- Directed by: Maurice J. Wilson
- Written by: B. Charles-Deane Stafford Dickens Michael Goldsmith Herbert Victor
- Produced by: Isadore Goldsmith
- Starring: Barbara White Kieron Moore Brefni O'Rorke
- Cinematography: Jan Sikorski
- Music by: John Bath
- Production company: Grafton Films
- Distributed by: Grand National Pictures
- Release date: 8 January 1946;
- Running time: 74 minutes
- Country: United Kingdom
- Language: English

= The Voice Within (film) =

1946 film

The Voice Within is a 1946 British second feature ('B') crime drama film directed by Maurice J. Wilson and starring Barbara White, Kieron Moore and Brefni O'Rorke. It was written by B. Charles-Deane, Stafford Dickens, Michael Goldsmith and Herbert Victor.
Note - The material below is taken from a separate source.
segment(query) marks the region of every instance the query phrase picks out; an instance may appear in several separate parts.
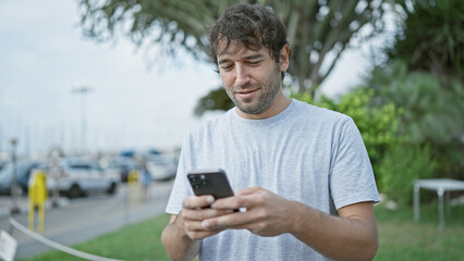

It was the film debut of Moore who went on to appear in several major roles over the following years. It was shot at the Riverside Studios in Hammersmith.

==Cast==
- Barbara White as Kathleen
- Kieron Moore as Denis O'Shea
- Shaun Noble as Roy O'Shea
- Violet Farebrother as grandma
- Brefni O'Rorke as Sergeant Sullivan
- George Merritt as McDonnell
- Paul Merton as Constable Patrick O'Day
- Olive Sloane as fair owner's Wife
- Hay Petrie as fair owner
- Johnnie Schofield as lorry driver
- Philip Godfrey as elderly smuggler
- Norman Pierce as elderly smuggler
- Henry Wolston as Constable Rowley
- Jack Vyvyan as Constable O'Kelly
- Clifford Buckton as 1st I.R.A. man
- Charles Rolfe as 2nd I.R.A. man
- Frank Atkinson as farmer

==Reception==
The Monthly Film Bulletin wrote: "This is an unsophisticated film with some pleasant photography. Kieron O'Hanrahan is quite good as Dennis, but the acting as a whole is not convincing enough to give strength and reality to the story."

Kine Weekly wrote: "The plot is, In many respects, unique, but untidy direction prevents it from getting quickly off the mark or ending on an exciting note. A clever performance by Viscount, the dog, and delightful scenery are its most conspicuous assets."

In British Sound Films: The Studio Years 1928–1959 David Quinlan rated the film as "mediocre", writing: "Indifferent film."